Allen asked Sanford Brown Meech, a colleague at Michigan, to collaborate with her in editing The Book of Margery Kempe. However, Meech began mistreating Allen, and attempted to take over the edition, and eventually, the work was issued in two volumes, as the collaborators could not agree' on account of Meech's misogynistic attitude to Allen. Volume I of The Book of Margery Kempe, with notes by Hope Emily Allen, was published by the Early English Text Society in 1940. Sadly, although Allen planned and worked extensively on a second volume of her magnum opus; it was never completed. Nevertheless, Allen promoted a secular, feminist criticism of the Book of Margery Kempe, raising issues of the materiality of the text and its cultural production in addition to its content. Her work significantly prefigures current scholarship on the text.

==Later life==

Allen apparently suffered from severe osteoarthritis in later life, which made it difficult for her to travel and work. It was a painful comparison to her earlier active life, of which she had written, "when libraries were closed I walked all day in [King's] Lynn, poking into all the corners both of streets and churches. I am a great believer in the living picture as a stimulus to study."

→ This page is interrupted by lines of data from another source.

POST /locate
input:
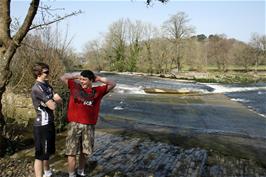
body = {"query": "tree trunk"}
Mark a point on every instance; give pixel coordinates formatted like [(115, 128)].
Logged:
[(5, 75)]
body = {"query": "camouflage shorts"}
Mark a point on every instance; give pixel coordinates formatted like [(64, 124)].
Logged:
[(80, 137)]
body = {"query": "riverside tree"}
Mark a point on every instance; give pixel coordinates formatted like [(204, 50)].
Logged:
[(9, 43), (176, 30)]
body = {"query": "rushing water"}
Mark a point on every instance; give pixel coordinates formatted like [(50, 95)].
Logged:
[(253, 96)]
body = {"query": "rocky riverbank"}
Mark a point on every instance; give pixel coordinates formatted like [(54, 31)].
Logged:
[(126, 156)]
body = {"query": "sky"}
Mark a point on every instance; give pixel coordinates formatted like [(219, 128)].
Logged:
[(237, 19)]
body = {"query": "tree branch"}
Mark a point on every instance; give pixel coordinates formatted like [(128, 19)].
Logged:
[(27, 22), (5, 21), (55, 20)]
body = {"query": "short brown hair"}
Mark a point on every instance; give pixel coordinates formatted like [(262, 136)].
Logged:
[(38, 68)]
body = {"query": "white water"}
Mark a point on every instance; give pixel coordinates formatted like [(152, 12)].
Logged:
[(223, 89), (129, 89)]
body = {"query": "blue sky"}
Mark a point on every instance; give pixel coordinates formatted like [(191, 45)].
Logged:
[(236, 19)]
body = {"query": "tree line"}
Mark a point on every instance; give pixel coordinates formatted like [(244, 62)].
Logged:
[(136, 46)]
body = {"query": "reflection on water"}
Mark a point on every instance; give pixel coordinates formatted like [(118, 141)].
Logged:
[(253, 96)]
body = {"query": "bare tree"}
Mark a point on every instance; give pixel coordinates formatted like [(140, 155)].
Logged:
[(9, 43), (259, 44), (176, 29), (93, 55)]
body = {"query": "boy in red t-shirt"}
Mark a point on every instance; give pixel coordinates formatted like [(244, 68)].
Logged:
[(82, 115)]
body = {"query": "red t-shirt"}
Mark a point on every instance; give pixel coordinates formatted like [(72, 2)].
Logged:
[(84, 104)]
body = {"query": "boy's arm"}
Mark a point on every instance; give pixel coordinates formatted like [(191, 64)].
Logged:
[(67, 76), (110, 83)]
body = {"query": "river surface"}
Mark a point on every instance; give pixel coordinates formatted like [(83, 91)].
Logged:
[(253, 96), (216, 108)]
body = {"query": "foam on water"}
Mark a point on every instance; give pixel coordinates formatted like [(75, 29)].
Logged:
[(224, 89), (129, 89)]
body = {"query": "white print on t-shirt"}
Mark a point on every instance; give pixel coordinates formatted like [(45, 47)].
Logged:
[(44, 116), (88, 103)]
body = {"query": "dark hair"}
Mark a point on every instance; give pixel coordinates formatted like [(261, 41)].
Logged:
[(89, 74), (38, 68)]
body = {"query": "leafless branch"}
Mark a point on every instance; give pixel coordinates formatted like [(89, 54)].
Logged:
[(59, 18)]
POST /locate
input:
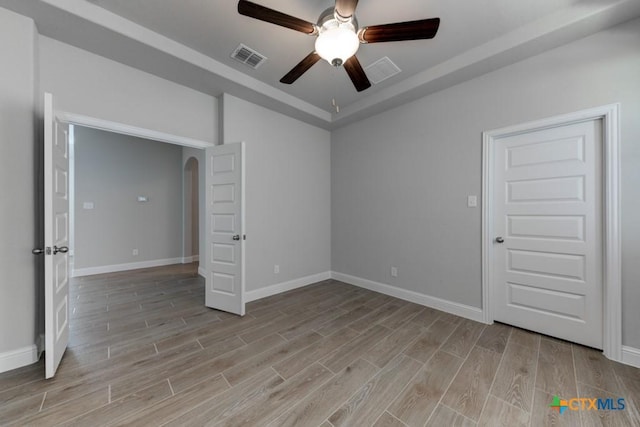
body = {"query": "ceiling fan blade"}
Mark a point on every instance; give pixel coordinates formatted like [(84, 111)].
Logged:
[(346, 8), (265, 14), (356, 74), (302, 67), (400, 31)]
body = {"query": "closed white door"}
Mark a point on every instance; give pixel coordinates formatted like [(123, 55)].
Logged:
[(56, 237), (224, 261), (547, 225)]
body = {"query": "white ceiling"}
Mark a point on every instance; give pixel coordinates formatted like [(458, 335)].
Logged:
[(474, 37)]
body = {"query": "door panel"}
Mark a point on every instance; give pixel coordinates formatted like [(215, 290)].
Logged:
[(56, 238), (224, 262), (548, 208)]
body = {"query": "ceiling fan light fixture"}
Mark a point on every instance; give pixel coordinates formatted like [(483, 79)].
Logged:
[(337, 42)]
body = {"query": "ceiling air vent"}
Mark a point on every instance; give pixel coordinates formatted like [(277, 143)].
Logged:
[(381, 70), (248, 56)]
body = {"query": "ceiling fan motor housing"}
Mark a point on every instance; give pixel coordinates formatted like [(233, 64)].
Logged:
[(337, 39)]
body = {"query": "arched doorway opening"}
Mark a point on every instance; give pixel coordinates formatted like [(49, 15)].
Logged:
[(191, 214)]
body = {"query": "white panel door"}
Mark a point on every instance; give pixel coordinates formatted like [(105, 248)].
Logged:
[(547, 258), (224, 262), (56, 237)]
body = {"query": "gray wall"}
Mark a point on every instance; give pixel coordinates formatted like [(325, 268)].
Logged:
[(18, 288), (400, 179), (287, 193), (88, 84), (111, 171)]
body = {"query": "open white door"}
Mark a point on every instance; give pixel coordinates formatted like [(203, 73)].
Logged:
[(224, 262), (547, 260), (56, 236)]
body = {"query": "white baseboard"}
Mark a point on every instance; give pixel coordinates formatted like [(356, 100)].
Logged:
[(461, 310), (285, 286), (18, 358), (190, 259), (78, 272), (631, 356)]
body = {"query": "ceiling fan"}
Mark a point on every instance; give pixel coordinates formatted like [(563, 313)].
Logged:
[(338, 36)]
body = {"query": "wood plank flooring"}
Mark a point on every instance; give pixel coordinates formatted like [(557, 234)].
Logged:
[(144, 351)]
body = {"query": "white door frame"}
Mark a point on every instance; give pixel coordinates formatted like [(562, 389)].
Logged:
[(612, 267)]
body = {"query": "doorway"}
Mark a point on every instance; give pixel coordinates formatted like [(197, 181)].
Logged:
[(551, 249), (191, 211)]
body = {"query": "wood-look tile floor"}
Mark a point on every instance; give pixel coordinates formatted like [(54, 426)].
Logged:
[(145, 351)]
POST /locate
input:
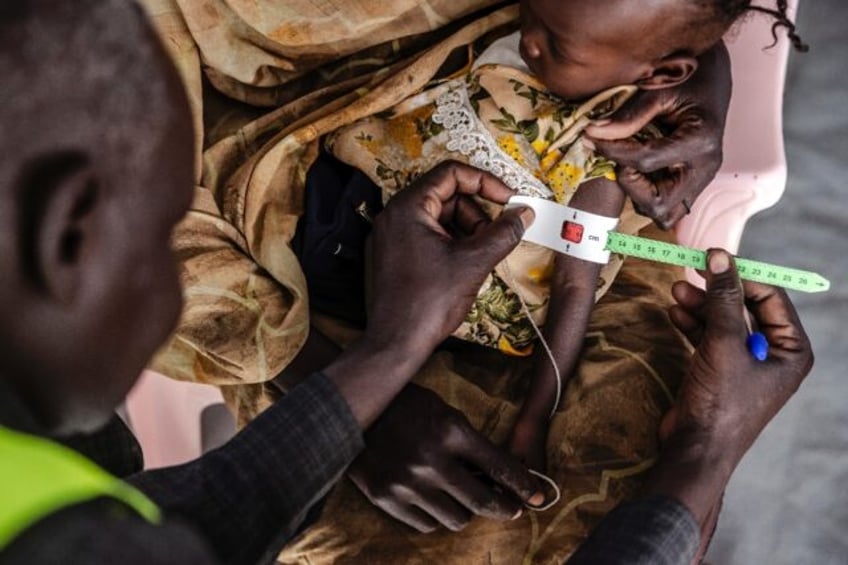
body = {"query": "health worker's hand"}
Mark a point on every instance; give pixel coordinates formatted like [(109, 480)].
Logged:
[(664, 176), (427, 467)]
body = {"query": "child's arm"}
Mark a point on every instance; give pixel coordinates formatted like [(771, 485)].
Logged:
[(572, 299)]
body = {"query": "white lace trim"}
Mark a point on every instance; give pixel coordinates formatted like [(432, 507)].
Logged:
[(469, 136)]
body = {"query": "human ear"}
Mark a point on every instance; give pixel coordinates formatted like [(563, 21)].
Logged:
[(60, 207), (671, 71)]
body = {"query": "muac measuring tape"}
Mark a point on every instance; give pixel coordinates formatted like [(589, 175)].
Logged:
[(592, 238)]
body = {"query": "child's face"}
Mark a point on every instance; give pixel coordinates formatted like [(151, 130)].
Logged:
[(579, 48)]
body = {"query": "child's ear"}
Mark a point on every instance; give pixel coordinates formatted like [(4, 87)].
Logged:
[(669, 72), (61, 203)]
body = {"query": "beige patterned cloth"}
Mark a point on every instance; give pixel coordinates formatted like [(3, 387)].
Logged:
[(267, 81)]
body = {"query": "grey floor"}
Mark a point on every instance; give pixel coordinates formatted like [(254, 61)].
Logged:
[(788, 502)]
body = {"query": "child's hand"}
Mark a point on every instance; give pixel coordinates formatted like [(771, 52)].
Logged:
[(528, 442), (665, 176)]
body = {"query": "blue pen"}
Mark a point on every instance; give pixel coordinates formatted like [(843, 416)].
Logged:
[(756, 341)]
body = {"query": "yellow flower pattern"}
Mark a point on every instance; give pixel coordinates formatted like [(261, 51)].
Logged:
[(531, 126)]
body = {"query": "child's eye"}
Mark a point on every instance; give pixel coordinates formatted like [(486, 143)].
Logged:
[(554, 50)]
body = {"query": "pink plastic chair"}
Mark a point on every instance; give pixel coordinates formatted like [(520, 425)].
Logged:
[(753, 176), (167, 416)]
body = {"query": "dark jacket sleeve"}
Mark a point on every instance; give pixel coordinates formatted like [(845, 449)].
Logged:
[(251, 495), (651, 531)]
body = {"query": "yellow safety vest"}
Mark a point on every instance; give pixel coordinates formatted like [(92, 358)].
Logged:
[(39, 477)]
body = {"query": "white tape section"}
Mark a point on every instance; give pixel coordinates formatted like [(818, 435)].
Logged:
[(567, 230)]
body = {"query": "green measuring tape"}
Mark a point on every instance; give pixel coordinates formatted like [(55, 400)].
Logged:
[(775, 275)]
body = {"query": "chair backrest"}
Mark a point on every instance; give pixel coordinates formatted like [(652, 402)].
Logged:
[(167, 415), (753, 176)]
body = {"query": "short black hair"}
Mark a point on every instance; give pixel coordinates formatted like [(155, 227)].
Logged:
[(732, 10), (80, 74)]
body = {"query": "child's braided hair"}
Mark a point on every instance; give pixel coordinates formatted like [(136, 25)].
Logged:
[(733, 9)]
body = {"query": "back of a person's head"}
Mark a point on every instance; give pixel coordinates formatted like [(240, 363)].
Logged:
[(716, 16), (83, 74), (95, 168)]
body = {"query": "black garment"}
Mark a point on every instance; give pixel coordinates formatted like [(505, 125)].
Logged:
[(113, 447), (651, 531), (341, 202), (242, 501)]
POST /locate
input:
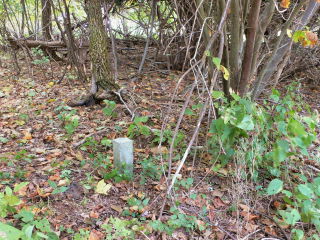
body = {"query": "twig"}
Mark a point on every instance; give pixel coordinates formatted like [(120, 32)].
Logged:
[(229, 235), (264, 215), (313, 168), (124, 103), (247, 237), (77, 144)]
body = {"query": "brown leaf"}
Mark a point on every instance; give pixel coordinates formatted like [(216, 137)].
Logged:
[(218, 203), (157, 150), (285, 3), (248, 216), (96, 235), (116, 208), (94, 214)]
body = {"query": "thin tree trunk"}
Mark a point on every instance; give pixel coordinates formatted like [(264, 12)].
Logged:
[(98, 47), (248, 54), (282, 49), (235, 43), (153, 11)]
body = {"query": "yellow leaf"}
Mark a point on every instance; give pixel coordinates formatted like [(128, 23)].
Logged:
[(285, 3), (103, 188), (226, 74), (27, 136), (51, 84)]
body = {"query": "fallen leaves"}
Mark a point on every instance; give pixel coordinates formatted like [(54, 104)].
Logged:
[(103, 188), (285, 3)]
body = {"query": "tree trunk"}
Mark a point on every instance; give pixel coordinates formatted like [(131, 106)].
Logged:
[(98, 47), (249, 51), (102, 77), (46, 19)]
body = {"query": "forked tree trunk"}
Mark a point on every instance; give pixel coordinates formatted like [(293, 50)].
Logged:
[(102, 77), (98, 47)]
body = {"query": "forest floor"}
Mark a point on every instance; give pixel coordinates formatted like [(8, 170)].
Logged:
[(63, 174)]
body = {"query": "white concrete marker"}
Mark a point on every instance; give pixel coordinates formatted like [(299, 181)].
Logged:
[(123, 156)]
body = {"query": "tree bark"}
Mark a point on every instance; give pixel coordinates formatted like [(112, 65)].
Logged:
[(249, 51), (98, 47)]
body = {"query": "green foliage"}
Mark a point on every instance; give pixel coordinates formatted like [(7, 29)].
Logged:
[(69, 118), (109, 109), (167, 137), (40, 57), (138, 127), (185, 183), (267, 137), (176, 220), (121, 229), (23, 155), (150, 169), (303, 203)]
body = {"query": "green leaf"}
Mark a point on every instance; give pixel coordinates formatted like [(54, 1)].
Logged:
[(28, 231), (217, 94), (246, 123), (20, 186), (226, 73), (217, 62), (275, 186), (9, 232), (26, 216), (188, 112), (103, 188), (32, 93), (305, 190), (235, 96), (106, 142), (143, 119), (4, 140), (297, 234), (290, 217)]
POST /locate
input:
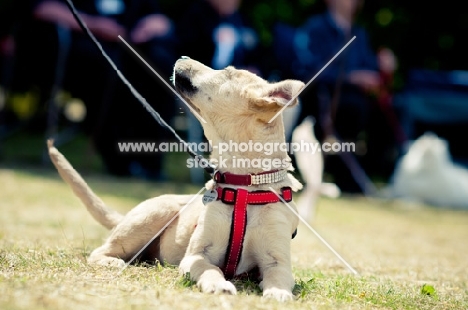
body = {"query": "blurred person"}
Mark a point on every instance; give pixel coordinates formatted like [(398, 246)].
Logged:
[(216, 34), (113, 115), (343, 97)]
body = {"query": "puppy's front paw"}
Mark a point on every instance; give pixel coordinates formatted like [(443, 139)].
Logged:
[(108, 262), (278, 294), (220, 287)]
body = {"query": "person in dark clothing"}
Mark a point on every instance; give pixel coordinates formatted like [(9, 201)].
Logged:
[(342, 98), (113, 115)]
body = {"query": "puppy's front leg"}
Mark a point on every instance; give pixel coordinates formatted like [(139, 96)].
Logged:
[(209, 278), (206, 251), (275, 267)]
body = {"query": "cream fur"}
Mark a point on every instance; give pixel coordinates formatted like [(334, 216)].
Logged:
[(237, 106)]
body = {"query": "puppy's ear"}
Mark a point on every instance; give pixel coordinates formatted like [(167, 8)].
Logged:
[(278, 95)]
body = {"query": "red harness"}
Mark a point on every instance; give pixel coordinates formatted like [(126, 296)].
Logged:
[(240, 198)]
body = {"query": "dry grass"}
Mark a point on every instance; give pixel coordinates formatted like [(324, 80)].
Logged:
[(46, 234)]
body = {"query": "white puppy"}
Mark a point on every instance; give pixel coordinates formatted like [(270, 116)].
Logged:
[(427, 174)]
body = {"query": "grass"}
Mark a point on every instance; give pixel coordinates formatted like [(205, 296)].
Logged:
[(407, 256)]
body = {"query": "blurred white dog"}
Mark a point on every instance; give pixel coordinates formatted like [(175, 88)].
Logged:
[(427, 174), (310, 165)]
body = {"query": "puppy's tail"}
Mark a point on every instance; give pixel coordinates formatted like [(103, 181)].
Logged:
[(101, 213)]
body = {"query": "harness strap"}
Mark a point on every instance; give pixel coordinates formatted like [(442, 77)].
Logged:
[(240, 198)]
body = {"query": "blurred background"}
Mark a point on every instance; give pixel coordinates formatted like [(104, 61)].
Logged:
[(405, 74)]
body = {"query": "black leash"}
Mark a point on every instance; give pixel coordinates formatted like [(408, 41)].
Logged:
[(203, 162)]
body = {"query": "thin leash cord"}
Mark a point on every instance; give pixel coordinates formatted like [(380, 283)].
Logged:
[(203, 161)]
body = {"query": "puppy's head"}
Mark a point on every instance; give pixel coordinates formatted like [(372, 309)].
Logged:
[(235, 99)]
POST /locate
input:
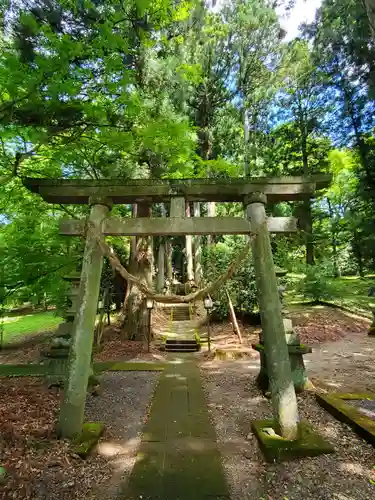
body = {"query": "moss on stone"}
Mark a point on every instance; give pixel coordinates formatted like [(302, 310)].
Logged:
[(275, 448), (361, 424), (84, 443), (26, 370), (128, 366)]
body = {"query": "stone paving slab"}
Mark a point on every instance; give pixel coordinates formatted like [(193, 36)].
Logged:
[(178, 458)]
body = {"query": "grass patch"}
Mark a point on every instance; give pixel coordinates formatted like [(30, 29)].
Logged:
[(29, 324)]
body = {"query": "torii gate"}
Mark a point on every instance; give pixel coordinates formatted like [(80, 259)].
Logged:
[(254, 193)]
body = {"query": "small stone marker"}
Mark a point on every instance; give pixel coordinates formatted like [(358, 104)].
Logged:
[(296, 351)]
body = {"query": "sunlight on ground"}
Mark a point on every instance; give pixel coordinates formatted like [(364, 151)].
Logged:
[(110, 448)]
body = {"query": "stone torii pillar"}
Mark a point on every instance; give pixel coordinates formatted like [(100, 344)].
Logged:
[(79, 363), (283, 395)]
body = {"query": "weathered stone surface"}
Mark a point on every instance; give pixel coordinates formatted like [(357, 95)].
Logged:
[(175, 226), (78, 191), (275, 348), (335, 404), (277, 449), (79, 363)]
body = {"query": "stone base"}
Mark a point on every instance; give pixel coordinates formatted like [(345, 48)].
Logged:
[(335, 404), (277, 449)]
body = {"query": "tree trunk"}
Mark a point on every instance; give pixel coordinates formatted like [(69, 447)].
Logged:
[(246, 134), (307, 215), (308, 228), (197, 250), (168, 254), (336, 267), (161, 266), (356, 245), (189, 250), (283, 395), (370, 8), (136, 314)]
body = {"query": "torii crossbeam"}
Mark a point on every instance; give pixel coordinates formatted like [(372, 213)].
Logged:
[(254, 193)]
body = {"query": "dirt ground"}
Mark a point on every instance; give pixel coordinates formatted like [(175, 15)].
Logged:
[(344, 365), (42, 467)]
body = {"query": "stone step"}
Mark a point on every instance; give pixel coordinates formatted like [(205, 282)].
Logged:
[(181, 345)]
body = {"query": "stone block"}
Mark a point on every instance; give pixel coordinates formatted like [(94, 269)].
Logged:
[(335, 404), (276, 449), (90, 435)]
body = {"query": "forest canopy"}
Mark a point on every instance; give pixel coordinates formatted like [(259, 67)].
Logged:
[(177, 89)]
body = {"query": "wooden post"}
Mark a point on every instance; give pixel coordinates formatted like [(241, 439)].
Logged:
[(284, 400), (189, 250), (197, 249), (79, 363)]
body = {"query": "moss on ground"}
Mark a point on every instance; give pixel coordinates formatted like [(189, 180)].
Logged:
[(128, 366), (361, 424), (276, 449), (90, 435)]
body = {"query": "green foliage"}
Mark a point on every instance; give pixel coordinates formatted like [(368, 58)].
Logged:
[(241, 287), (29, 324), (315, 285)]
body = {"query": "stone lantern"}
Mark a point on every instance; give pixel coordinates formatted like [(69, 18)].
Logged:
[(295, 348), (56, 355)]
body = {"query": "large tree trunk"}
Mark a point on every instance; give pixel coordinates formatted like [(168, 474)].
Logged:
[(136, 313), (189, 250), (308, 228), (211, 212), (336, 267), (370, 8), (168, 255), (197, 250), (356, 246)]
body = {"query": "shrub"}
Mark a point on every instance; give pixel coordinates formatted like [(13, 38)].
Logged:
[(315, 285)]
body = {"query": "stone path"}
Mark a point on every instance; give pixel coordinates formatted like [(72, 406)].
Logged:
[(178, 458)]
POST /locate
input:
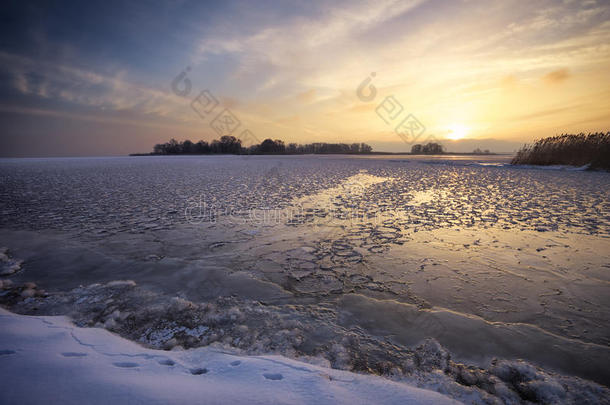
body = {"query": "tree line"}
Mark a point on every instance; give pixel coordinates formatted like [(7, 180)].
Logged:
[(431, 148), (232, 145)]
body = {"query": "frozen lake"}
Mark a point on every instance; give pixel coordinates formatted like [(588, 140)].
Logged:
[(362, 254)]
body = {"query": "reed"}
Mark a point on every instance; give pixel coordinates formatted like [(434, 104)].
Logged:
[(591, 149)]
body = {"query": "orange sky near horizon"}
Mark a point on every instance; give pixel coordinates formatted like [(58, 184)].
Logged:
[(505, 70)]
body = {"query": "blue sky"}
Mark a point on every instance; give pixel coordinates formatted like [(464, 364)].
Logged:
[(94, 78)]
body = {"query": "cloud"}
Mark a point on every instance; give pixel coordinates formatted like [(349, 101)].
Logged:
[(557, 76)]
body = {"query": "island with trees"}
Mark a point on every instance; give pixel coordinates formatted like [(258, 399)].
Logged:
[(232, 145)]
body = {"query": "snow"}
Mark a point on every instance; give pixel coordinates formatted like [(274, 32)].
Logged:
[(50, 360)]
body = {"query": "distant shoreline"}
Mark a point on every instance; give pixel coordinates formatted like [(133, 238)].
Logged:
[(328, 153)]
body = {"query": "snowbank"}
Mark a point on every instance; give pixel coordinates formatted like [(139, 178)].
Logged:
[(49, 360)]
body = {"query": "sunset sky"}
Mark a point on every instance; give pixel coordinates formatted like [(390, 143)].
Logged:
[(95, 78)]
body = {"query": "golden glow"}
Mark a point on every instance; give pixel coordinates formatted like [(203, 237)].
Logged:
[(457, 131)]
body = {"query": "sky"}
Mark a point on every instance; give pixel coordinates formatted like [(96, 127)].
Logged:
[(111, 78)]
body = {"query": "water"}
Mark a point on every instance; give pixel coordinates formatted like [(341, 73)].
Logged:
[(489, 259)]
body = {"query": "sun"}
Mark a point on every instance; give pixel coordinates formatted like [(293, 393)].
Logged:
[(457, 131)]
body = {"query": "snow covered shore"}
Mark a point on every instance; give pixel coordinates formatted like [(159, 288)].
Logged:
[(49, 360)]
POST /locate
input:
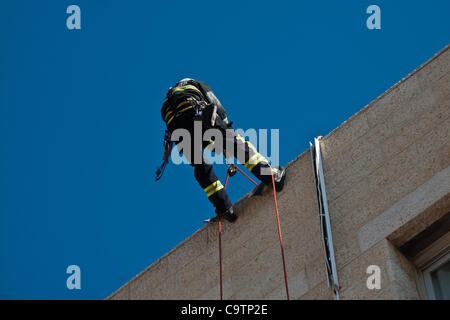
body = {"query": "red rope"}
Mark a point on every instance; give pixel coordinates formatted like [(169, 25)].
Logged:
[(279, 234), (219, 225), (220, 256), (245, 175)]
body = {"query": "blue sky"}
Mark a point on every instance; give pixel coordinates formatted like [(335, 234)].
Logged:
[(81, 133)]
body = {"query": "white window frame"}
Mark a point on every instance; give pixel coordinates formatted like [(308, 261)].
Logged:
[(426, 274)]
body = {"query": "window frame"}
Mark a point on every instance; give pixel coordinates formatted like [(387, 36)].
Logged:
[(431, 267)]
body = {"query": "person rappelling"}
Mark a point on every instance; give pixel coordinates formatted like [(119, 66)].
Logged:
[(190, 103)]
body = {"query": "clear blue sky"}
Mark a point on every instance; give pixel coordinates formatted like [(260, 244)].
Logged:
[(81, 133)]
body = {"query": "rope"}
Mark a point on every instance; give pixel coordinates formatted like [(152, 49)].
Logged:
[(279, 234), (219, 225)]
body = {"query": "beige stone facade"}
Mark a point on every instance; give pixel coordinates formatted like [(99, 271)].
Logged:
[(387, 178)]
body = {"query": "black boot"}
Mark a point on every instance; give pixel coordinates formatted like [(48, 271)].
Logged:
[(279, 176), (228, 215)]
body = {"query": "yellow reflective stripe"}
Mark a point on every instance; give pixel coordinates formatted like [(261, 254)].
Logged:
[(213, 188), (253, 161), (188, 87), (182, 110), (170, 112)]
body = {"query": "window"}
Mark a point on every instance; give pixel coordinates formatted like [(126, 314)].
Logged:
[(437, 278)]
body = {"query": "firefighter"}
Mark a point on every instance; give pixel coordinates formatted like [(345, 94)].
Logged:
[(189, 101)]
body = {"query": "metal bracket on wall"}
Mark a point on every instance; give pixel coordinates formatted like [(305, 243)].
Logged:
[(325, 225)]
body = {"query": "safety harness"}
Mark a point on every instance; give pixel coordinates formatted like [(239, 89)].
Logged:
[(184, 97)]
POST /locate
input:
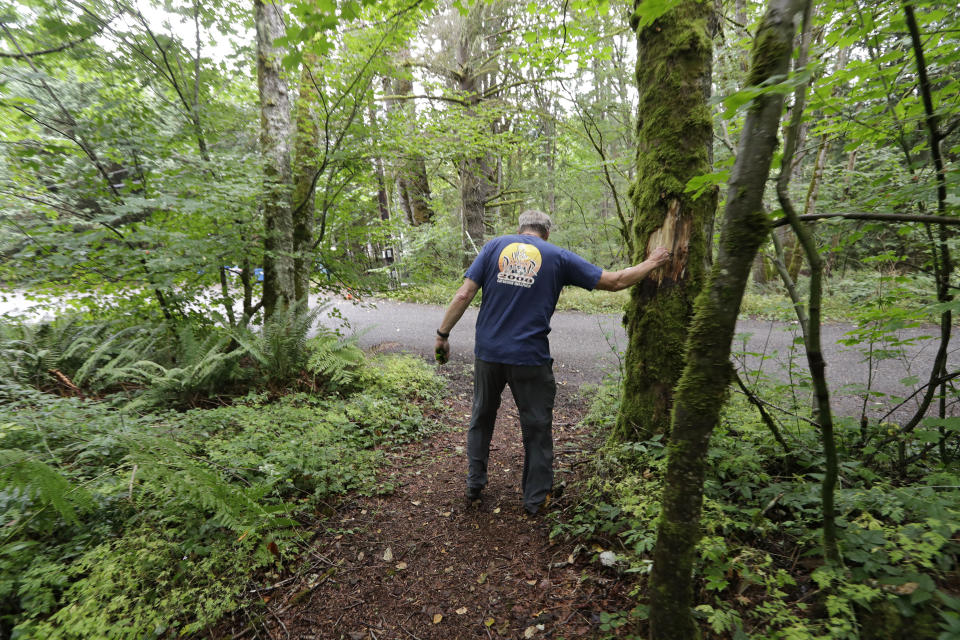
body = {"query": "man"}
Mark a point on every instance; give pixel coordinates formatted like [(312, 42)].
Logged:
[(521, 276)]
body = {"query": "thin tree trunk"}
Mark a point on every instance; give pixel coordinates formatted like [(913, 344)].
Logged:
[(414, 184), (674, 142), (703, 387), (278, 269), (812, 343)]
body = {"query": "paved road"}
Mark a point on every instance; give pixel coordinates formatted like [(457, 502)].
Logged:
[(586, 347)]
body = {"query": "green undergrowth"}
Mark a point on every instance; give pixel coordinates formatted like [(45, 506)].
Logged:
[(129, 518), (759, 572)]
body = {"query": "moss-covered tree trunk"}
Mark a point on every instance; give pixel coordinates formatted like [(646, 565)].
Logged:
[(674, 140), (701, 391), (278, 281)]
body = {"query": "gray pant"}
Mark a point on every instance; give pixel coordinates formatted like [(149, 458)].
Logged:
[(534, 390)]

She eventually returned to her hometown of Oneida, New York, and spent the last years of her life at the Mansion House in Kenwood. She died on July 1, 1960.

==Awards and honors==
In 1929 Allen was awarded the Rose Mary Crawshay Prize of the British Academy for her work on Richard Rolle. In 1946 she was awarded an honorary doctorate in humane letters from Smith College. In 1948, she was inducted into the Medieval Academy of America. In 1960 she was "designated one of the seventy-six most distinguished graduates of Bryn Mawr College".

A significant collection of materials relating to Hope Emily Allen's life can be found at the Bryn Mawr College Library. The papers consist primarily of research notes by Allen, photostats and typescripts of manuscripts, and professional correspondence. Topics include the Book of Margery Kempe, the Ancrene Riwle, and Richard Rolle.